Con el paso de los meses entendí que el impacto de esta guerra no solo se mide por los edificios destruidos o el número de víctimas. También se refleja en el desgaste silencioso de quienes permanecen trabajando junto a las comunidades.
Cuando termina la jornada laboral, el personal humanitario y los voluntarios locales no dejan atrás el conflicto. Regresan a la misma ciudad donde continúan las explosiones, las alertas antiaéreas y los drones. Se preocupan por sus propias familias mientras acompañan a otras. Con frecuencia conocen personalmente a quienes han resultado heridos o han muerto.
Vivir bajo una amenaza permanente termina modificando la manera de pensar, descansar y relacionarse con el entorno. Es el no desconectarse nunca del todo. Cualquier sonido obliga a estar alerta. Cada desplazamiento requiere evaluar nuevamente los riesgos. Esa hipervigilancia constante se traduce en agotamiento, estrés y desgaste emocional.
Fue precisamente trabajando junto a organizaciones locales donde comprendí que proteger a la población civil también implica proteger a quienes permanecen a su lado.
En Nonviolent Peaceforce (NP) esa convicción se refleja en el programa Duty of Care, una iniciativa que busca fortalecer la seguridad y el bienestar del personal humanitario local mediante equipos de protección, formación en contextos de seguridad, apoyo en salud mental, capacitación en Primeros Auxilios Psicológicos y herramientas de alerta temprana, como analizadores portátiles de frecuencia capaces de detectar la actividad de drones rusos cercanos y ganar segundos valiosos para buscar refugio.
No se trata únicamente de cuidar a los trabajadores humanitarios locales. Cuando ellos cuentan con las condiciones necesarias para continuar su labor, las comunidades mantienen el acceso a acompañamiento, protección y asistencia humanitaria.

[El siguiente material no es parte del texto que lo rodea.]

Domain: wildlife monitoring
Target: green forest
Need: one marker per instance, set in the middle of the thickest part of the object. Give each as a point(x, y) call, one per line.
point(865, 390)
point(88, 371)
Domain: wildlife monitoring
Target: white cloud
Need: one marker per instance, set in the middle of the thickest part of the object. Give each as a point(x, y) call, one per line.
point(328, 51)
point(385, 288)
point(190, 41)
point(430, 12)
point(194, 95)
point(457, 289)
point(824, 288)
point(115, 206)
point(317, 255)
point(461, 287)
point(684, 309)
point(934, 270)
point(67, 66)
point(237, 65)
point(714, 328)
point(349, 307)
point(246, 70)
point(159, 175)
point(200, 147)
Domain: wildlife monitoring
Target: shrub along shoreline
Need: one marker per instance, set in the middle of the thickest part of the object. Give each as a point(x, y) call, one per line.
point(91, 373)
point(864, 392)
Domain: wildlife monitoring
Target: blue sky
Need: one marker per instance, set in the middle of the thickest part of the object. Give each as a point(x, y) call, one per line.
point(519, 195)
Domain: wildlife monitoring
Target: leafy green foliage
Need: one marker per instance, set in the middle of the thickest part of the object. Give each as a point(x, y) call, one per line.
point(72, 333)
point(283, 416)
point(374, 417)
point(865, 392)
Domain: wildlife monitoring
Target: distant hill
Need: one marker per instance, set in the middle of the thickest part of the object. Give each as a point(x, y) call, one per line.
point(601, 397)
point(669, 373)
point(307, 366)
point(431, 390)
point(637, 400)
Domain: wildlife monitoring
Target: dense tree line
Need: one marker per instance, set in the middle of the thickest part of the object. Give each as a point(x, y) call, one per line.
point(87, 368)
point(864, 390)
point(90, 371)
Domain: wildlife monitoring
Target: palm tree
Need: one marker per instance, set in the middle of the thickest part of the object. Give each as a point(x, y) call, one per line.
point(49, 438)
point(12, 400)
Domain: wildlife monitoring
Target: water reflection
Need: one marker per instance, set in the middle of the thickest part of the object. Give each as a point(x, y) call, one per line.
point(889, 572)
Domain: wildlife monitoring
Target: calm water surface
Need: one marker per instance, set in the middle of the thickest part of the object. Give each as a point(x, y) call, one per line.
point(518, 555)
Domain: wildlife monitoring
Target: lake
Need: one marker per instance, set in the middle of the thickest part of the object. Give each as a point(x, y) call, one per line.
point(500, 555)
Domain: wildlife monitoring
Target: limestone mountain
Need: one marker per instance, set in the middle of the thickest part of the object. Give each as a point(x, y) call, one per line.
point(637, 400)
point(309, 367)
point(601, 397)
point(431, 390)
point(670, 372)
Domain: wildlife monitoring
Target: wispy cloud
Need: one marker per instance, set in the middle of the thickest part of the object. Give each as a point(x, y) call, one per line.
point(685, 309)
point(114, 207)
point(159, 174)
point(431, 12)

El derecho internacional humanitario existe para proteger tanto a la población civil como al personal humanitario. Sin embargo, la realidad cotidiana en Jersón demuestra que, si bien el respeto a estas normas sigue siendo indispensable, no basta para responder a conflictos en constante evolución. La naturaleza cambiante de las amenazas también obliga a las organizaciones humanitarias a ser flexibles, innovar y adaptar continuamente sus estrategias de protección para seguir apoyando a las comunidades de forma segura.

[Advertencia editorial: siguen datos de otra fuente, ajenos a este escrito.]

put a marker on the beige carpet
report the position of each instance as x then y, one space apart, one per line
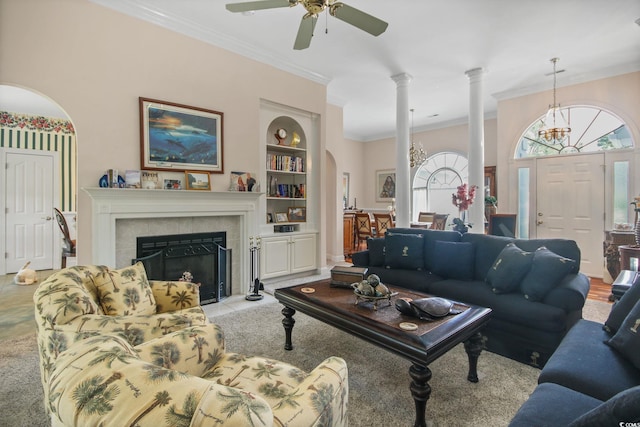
378 380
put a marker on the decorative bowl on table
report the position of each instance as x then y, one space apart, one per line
373 291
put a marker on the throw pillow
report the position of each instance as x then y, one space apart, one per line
627 340
547 270
455 260
509 268
376 251
125 292
623 406
404 251
621 309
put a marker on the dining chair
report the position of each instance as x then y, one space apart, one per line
363 226
382 222
439 221
68 244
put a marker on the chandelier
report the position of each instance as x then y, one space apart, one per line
555 129
417 155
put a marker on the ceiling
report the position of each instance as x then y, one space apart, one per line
434 41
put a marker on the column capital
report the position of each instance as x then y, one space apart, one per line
402 78
474 72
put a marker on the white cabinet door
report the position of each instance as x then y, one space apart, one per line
282 255
275 256
303 253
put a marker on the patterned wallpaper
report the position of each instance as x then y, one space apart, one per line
22 131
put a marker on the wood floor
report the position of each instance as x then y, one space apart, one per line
599 290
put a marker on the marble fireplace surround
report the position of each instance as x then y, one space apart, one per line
120 215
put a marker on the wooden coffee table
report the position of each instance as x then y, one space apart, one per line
337 307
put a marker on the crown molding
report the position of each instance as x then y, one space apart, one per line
209 35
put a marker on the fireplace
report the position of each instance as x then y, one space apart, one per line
120 215
201 258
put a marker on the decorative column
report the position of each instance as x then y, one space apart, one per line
476 148
403 176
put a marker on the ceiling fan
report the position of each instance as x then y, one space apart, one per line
346 13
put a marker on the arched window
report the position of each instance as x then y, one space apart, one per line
592 129
436 180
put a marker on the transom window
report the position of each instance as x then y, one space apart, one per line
592 129
436 180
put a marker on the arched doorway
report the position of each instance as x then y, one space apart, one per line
38 152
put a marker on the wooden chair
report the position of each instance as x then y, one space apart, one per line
382 221
68 245
363 226
426 216
439 221
502 225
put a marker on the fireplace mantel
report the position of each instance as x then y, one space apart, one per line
111 204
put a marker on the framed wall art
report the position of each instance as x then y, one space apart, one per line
197 180
282 217
385 185
296 214
176 137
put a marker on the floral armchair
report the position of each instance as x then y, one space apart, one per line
81 302
186 378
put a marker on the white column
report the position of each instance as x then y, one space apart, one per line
403 175
476 148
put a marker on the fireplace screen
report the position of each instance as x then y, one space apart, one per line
198 257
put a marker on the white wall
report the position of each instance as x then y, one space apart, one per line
95 63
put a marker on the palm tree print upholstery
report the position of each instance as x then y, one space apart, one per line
68 309
186 378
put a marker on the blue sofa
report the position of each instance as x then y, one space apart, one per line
531 314
593 378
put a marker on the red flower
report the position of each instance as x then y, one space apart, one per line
463 198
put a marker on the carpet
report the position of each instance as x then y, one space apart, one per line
378 380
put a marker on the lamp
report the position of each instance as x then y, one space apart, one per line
417 155
555 128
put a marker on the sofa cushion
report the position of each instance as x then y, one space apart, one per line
404 251
487 250
455 260
509 268
584 363
622 308
627 340
624 406
547 270
376 251
548 406
125 291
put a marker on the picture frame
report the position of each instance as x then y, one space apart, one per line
243 181
297 214
197 180
385 185
172 184
177 137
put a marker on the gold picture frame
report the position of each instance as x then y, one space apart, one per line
297 214
197 180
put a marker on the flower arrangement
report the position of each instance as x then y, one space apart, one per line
464 197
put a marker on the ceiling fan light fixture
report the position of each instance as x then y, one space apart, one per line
555 129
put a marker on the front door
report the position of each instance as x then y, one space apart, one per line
29 195
570 205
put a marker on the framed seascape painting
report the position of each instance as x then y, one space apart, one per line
175 137
385 185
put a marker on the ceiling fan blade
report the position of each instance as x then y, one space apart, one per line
358 18
259 5
305 32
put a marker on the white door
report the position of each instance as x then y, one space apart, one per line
570 202
29 195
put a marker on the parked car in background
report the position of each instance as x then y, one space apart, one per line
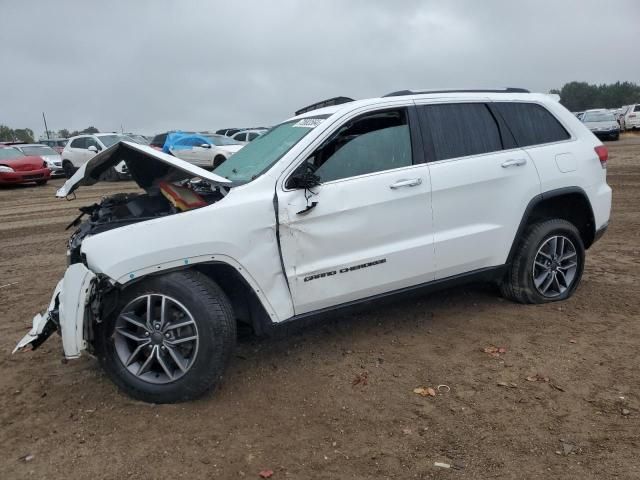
602 123
159 140
630 120
17 168
140 139
208 150
228 132
56 143
245 136
48 154
79 150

Cuando llegué a Jersón pensé que lo que más recordaría sería el sonido de los drones. Hoy entiendo que lo que realmente permanecerá conmigo será otra lección: proteger a quienes deciden permanecer junto a las comunidades también es una forma de proteger a la población civil.
Francisco Barreto Pinzón es trabajador humanitario colombiano y actualmente está en Jersón, Ucrania, con la organización humanitaria internacional Nonviolent Peaceforce (NP).